En France, la mort tragique de Quentin Deranque, un jeune activiste d’extrême-droite, a suscité un vif émoi. L’incident mortel s’est déroulé lors d’une confrontation entre des groupes d’extrême-droite et d’extrême-gauche.
Le défunt a été emporté par une violence dont son propre camp politique a largement facilité la normalisation. La collision entre ces deux factions s’est produite à Lyon, en marge d’une conférence animée par la militante franco-palestinienne Rima Hassan, également députée européenne pour La France Insoumise (LFI). L’événement, organisé par le parti de Jean-Luc Mélenchon, a été perturbé par des militants appartenant à l’ultra-droite, provoquant ainsi une réaction des antifascistes qui a débouché sur un drame tragique.

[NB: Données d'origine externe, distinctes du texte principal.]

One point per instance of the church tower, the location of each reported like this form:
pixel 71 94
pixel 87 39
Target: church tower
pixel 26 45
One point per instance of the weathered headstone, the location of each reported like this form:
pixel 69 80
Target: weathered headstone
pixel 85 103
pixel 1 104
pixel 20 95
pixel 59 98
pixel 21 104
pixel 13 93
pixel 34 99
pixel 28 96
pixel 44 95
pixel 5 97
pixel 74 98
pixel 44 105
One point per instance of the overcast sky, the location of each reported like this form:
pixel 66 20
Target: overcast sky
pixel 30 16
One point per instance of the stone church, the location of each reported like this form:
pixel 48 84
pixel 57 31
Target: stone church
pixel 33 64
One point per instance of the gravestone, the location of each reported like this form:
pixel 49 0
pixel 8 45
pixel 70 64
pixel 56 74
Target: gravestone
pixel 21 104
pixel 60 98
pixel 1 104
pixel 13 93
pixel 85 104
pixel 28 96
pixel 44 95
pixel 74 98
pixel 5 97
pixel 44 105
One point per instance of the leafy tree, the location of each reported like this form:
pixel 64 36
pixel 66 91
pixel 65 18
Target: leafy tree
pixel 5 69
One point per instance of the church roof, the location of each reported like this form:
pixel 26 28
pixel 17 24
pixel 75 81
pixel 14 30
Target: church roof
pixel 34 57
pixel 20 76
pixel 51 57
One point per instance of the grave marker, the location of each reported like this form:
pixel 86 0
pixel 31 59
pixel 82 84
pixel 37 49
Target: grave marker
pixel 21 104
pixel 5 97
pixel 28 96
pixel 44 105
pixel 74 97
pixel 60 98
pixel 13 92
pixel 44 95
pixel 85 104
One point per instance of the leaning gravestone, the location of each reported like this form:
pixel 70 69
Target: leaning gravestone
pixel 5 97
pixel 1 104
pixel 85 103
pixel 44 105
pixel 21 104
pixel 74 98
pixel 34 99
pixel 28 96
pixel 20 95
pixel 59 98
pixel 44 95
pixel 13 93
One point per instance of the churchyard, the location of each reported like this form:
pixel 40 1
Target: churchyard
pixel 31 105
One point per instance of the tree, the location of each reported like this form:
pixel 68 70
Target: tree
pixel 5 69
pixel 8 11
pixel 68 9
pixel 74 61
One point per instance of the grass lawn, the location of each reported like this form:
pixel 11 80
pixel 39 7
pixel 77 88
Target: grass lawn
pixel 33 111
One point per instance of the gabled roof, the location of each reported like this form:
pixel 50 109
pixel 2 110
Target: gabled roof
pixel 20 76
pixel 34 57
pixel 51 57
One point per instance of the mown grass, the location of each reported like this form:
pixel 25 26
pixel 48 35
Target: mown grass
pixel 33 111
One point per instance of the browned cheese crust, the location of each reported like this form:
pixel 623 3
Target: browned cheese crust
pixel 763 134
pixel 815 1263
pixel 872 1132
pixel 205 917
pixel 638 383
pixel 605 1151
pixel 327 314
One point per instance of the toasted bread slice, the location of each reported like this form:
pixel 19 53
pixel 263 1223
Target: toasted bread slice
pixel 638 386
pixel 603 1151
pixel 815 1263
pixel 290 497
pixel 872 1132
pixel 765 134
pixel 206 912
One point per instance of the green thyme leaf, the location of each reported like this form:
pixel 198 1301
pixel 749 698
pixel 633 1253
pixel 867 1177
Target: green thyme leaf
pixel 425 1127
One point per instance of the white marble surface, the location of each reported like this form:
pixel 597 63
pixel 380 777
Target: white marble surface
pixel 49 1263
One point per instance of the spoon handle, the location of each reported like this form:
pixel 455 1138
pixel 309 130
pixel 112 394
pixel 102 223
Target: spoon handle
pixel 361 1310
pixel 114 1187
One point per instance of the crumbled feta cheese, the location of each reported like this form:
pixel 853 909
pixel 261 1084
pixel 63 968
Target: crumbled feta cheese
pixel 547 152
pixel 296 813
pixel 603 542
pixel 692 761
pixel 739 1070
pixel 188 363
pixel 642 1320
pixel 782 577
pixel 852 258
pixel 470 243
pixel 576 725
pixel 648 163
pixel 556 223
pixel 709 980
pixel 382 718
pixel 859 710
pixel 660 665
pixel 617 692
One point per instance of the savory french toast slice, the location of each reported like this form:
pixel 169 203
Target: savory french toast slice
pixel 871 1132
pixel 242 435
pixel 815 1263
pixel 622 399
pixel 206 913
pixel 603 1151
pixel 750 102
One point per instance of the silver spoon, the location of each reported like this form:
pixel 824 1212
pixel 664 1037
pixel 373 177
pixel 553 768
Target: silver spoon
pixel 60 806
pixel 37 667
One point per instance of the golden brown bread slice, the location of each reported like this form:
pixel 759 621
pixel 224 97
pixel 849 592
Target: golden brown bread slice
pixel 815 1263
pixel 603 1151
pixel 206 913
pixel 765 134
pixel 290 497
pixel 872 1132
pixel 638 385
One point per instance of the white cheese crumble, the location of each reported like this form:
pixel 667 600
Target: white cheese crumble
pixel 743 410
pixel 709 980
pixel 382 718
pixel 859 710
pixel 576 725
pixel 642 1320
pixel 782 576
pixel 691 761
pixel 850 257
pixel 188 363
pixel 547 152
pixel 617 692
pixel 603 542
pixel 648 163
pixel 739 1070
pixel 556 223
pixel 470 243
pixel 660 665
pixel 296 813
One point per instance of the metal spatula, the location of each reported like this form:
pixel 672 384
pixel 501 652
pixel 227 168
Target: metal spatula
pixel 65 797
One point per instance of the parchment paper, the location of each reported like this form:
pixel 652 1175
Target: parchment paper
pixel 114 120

Un Débat Politique Orienté
Bien que l’événement ait largement fait la Une, certains cercles politiques et médiatiques français semblent éviter de traiter le fond du problème. Rima Hassan, soutient de la cause palestinienne, est injustement blâmée pour les troubles, bien qu’elle n’ait fait qu’exercer son droit légal à la parole dans un contexte politique. Il est important de souligner que ce n’est pas elle qui a suscité l’affrontement, mais plutôt le groupe d’extrême-droite qui a tenté d’interrompre sa conférence. Néanmoins, cette réalité est rarement relayée dans certains médias traditionnels français.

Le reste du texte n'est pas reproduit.